Deployment of inexperienced employees in critical areas of work in the newly commissioned blast furnace might have led to the accident at the Visakhapatnam Steel Plant in which two contract workers were burnt alive on Tuesday.
Insiders say, while the blast furnace I and II have 1,200 permanent workers, the new blast furnace has less number of workers.
In fact, 17,500 permanent staffers work for the steel plant, which has an annual production capacity of three million tonnes.
After expansion was taken up to double its capacity at a cost of Rs.12,500 crore, which was almost completed, an estimated 1,700 jobs were created, sources told The Hindu on Wednesday.
In tune with the changing scenario, offloading and outsourcing were being preferred, union leaders alleged. Sources said improper levelling by observing the TV monitor in the skimmer might have led to sudden gushing out of hot metal. Otherwise, the accident could have been prevented, preliminary inquiries revealed.

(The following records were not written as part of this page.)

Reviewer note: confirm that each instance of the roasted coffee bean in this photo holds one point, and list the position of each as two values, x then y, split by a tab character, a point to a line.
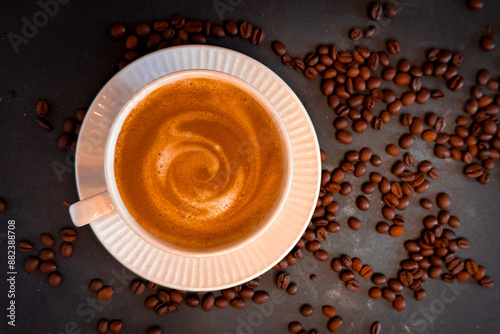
311	73
406	141
138	287
283	281
192	300
353	285
370	31
376	11
47	240
455	266
298	64
392	149
42	108
46	254
25	246
356	34
388	294
31	264
375	160
366	271
105	293
68	235
396	230
103	326
258	36
152	301
471	267
346	261
378	279
448	278
393	46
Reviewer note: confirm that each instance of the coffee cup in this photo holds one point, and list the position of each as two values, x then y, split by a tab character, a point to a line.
197	163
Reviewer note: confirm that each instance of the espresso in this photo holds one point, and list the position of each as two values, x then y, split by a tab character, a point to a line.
199	163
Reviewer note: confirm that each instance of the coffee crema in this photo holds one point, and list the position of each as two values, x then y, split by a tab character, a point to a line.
199	163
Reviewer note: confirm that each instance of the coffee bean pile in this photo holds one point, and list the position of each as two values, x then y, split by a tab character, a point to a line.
352	82
157	35
45	259
346	75
376	11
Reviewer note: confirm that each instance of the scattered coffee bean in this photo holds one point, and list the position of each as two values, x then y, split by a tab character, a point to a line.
138	287
283	281
393	47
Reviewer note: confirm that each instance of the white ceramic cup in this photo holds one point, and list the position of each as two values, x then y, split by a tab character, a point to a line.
100	206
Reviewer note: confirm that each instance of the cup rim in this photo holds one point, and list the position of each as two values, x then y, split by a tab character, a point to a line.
116	128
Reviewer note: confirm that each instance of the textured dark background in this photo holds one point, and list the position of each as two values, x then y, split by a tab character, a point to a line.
72	57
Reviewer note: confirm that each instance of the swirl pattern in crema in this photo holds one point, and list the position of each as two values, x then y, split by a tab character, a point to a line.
199	163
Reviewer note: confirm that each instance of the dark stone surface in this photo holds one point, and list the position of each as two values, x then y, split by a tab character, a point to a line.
71	57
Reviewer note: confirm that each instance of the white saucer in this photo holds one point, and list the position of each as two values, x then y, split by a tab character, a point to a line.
221	271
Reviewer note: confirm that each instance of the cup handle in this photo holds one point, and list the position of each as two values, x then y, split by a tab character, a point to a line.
91	209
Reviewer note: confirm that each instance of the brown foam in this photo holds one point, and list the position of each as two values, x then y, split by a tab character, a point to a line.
198	163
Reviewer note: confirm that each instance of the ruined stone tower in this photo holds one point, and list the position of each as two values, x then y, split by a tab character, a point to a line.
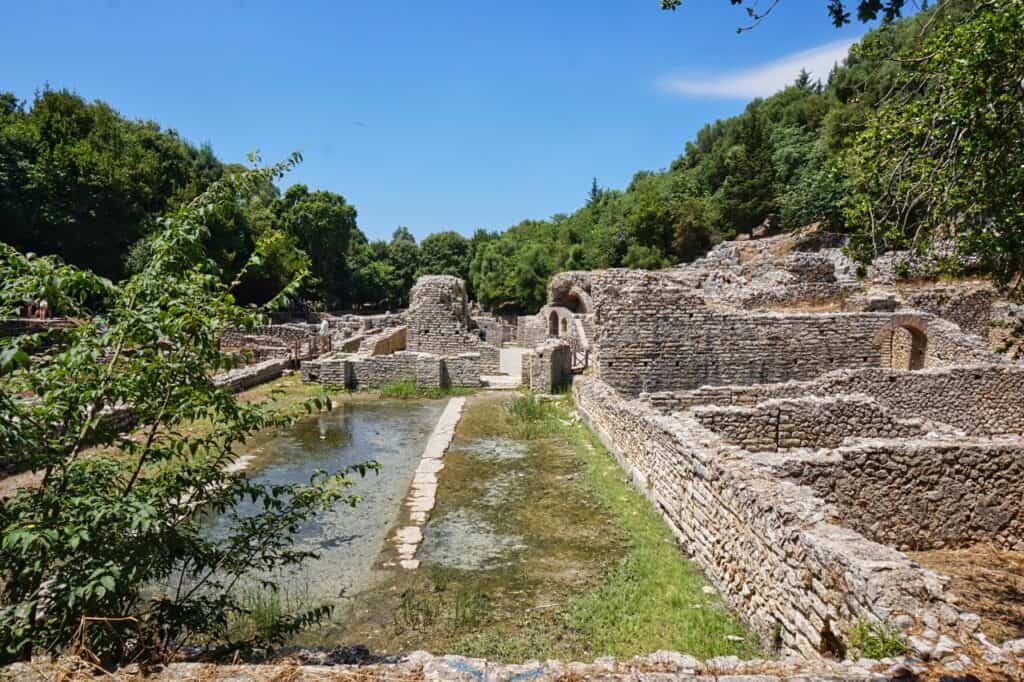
438	315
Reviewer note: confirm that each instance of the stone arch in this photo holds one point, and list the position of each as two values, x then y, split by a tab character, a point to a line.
904	343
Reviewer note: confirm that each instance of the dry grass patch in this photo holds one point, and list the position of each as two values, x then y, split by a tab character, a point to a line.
989	581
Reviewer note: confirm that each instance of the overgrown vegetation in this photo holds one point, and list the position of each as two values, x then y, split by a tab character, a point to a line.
531	418
876	640
589	568
409	390
114	512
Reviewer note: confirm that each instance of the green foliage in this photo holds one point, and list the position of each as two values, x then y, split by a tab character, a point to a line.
78	180
113	515
839	11
409	389
444	253
941	158
531	418
876	640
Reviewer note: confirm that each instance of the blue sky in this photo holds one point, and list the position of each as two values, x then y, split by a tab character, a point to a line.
449	115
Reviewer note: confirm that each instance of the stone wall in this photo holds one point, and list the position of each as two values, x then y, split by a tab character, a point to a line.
968	306
252	375
376	371
384	341
653	334
804	422
765	543
978	399
295	340
439	322
922	495
548	368
355	371
463	370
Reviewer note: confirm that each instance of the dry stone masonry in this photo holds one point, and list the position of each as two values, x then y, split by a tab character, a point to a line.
799	429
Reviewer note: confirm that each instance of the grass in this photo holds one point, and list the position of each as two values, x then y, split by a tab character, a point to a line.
410	390
530	418
875	640
596	571
654	597
265	609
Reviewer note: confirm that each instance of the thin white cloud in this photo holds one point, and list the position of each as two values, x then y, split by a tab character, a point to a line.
764	80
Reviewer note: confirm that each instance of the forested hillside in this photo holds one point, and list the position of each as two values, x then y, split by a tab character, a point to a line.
914	136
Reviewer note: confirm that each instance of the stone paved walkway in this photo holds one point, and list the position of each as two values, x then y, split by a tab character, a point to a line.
423	493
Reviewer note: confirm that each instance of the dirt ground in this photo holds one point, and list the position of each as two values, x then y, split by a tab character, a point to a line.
988	581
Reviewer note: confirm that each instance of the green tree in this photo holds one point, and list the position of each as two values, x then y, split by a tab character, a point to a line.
403	255
107	524
80	181
324	223
444	253
839	11
942	157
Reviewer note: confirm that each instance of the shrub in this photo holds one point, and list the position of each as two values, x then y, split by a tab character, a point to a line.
114	512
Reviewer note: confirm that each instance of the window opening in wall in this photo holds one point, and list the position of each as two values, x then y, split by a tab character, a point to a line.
553	324
907	348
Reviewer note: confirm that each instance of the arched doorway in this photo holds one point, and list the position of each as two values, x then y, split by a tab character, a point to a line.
907	348
553	324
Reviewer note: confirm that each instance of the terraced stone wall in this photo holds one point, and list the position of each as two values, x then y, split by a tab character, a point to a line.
921	495
654	334
765	543
979	399
806	422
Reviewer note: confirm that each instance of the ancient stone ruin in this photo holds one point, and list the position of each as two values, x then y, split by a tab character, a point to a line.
801	430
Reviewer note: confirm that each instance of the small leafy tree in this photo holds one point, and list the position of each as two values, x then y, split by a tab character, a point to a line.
108	552
942	158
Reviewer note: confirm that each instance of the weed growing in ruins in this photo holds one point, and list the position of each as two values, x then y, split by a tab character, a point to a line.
409	389
530	417
460	610
876	640
261	611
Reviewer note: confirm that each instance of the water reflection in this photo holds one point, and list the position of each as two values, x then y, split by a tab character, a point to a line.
348	540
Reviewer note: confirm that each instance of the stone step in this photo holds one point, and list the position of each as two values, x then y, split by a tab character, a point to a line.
501	382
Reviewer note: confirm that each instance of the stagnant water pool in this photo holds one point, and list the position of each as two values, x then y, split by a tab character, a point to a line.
348	540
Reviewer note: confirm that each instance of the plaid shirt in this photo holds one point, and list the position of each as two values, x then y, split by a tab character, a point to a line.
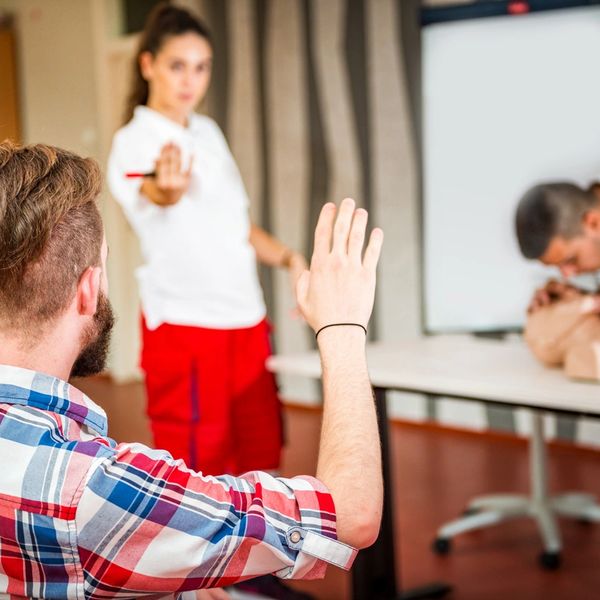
84	517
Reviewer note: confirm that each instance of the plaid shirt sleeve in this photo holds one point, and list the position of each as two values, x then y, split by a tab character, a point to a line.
145	522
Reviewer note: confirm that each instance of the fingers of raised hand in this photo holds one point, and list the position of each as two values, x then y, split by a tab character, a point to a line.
356	237
373	251
322	244
343	223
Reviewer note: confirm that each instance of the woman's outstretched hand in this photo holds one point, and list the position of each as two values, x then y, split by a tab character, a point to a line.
170	181
340	285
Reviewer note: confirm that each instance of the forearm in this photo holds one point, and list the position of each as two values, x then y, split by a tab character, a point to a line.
269	250
350	454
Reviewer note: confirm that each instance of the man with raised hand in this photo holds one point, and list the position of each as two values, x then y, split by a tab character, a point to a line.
83	516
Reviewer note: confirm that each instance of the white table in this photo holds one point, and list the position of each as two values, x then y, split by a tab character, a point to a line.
461	367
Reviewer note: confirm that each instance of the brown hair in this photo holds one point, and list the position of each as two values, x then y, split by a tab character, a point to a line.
163	22
50	231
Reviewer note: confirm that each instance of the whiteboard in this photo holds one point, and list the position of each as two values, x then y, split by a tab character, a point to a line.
508	102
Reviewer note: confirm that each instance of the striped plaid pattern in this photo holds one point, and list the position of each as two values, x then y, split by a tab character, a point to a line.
84	517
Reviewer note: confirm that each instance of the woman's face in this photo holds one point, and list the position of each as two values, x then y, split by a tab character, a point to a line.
178	75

Seeing the slag and hot metal, one is supposed to assess to what extent sliding should be done to drain out the liquid slag.
Sending employees from the blast furnace department to foreign trips for training and later posting them in other departments has also come under severe criticism.
Blast furnace converts iron oxides into liquid iron by using carbon monoxide and hydrogen as chemical reducing agents. It is run at a temperature of 1,400 to 1,600 degree centigrade.
The new blast furnace commissioned last week along with turbo blower, water and power system at a cost of Rs.3,800 crore was part of 6.3 million tonne expansion project. This was stated to be the biggest in any steel plant in India.
Steel Plant Employees' Union general secretary V. Dhanaraju and Visakha Steel Employees' Union honorary president Padi Trinadha Rao demanded a high-level probe into the accident.